Mechanical properties of tracheal cartilage Rains, Jeffrey K.


Large airways collapse has been implicated as one of the causes of maximal expiratory flow limitation. Since cartilage plays an important role in maintaining the form of these airways, an understanding of the mechanical properties of the cartilage is necessary for a better understanding of the mechanisms which limit maximal expiratory flow. This work establishes a technique whereby the tensile stiffness of human tracheal cartilage can be determined using uniaxial equilibrium tensile tests. A technique was developed in which standard shaped specimens were cut from tracheal cartilage rings and tested in a specially designed tensile tester in order to determine the stress-strain relationship of the specimen. The stress-strain relationship of the cartilage test specimens was found to be linear up to approximately 10 % strain. However, irreversible disruption of the cartilage matrix occurred at strains greater than 10 %. The tensile stiffness of the tracheal cartilage fell in the range 1-20 MPa and was found to decrease with increasing depth from the outer surface of the tissue. This layer-wise variation in tensile stiffness reflected the orientation of the collagen fibrils in the tissue. An age-related increase in the tensile stiffness of tracheal cartilage was found. This age-related change in tensile stiffness may reflect an increase in collagen cross-linking in specimens from older individuals.

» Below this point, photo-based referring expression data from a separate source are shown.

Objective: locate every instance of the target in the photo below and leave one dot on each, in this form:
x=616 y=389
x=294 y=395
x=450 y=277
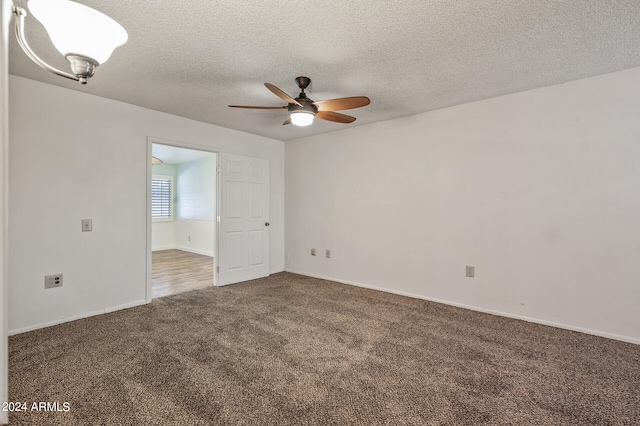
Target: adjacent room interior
x=183 y=213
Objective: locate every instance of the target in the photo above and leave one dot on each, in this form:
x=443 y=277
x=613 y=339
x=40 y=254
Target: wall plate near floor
x=53 y=281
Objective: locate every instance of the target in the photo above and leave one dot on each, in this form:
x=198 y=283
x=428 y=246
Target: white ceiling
x=194 y=58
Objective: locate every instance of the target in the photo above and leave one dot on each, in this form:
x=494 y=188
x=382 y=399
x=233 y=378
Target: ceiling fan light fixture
x=302 y=118
x=83 y=35
x=76 y=29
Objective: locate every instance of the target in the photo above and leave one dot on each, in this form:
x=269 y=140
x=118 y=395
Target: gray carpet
x=293 y=350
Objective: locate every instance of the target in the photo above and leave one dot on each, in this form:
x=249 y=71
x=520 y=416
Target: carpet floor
x=294 y=350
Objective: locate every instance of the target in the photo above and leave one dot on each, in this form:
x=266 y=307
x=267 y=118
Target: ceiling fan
x=302 y=110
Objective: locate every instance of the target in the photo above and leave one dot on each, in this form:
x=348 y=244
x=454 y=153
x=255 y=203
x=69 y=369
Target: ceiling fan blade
x=255 y=107
x=282 y=95
x=335 y=116
x=340 y=104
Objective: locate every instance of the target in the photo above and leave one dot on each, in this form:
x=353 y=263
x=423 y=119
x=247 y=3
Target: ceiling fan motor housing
x=303 y=82
x=307 y=106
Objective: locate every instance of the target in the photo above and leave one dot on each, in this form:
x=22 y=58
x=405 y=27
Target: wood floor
x=176 y=271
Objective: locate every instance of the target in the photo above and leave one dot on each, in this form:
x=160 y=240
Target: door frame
x=187 y=145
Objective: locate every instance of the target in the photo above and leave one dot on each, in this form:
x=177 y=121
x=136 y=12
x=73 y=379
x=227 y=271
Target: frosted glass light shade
x=78 y=29
x=301 y=118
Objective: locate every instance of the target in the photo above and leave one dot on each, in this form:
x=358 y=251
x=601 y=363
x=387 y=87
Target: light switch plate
x=471 y=271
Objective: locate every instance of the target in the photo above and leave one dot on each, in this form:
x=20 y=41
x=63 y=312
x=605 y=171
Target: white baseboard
x=476 y=308
x=195 y=250
x=77 y=317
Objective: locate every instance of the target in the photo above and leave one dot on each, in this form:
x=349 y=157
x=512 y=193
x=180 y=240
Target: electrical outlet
x=471 y=271
x=53 y=281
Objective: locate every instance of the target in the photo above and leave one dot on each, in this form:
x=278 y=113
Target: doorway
x=183 y=203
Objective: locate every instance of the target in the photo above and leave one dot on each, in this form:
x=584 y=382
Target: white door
x=244 y=219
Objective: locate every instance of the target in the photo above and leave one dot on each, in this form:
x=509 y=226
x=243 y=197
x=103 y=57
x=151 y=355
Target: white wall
x=196 y=206
x=75 y=156
x=539 y=190
x=163 y=233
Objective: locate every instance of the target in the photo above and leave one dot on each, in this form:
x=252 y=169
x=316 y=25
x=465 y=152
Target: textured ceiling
x=194 y=58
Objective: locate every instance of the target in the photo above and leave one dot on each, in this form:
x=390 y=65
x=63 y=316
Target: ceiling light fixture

A possible bias of the test method toward the measurement of the mechanical properties of the collagen fibrils, as opposed the combined effects of the collagen and proteoglycans, was suspected. However, to the extent that equilibrium tensile testing reflects the ability of tracheal cartilage to bend in response to alterations in transmural pressure, these results suggest that age-related changes in large airway cartilage stiffness are not the cause of the age-related decrease in maximal expiratory flow.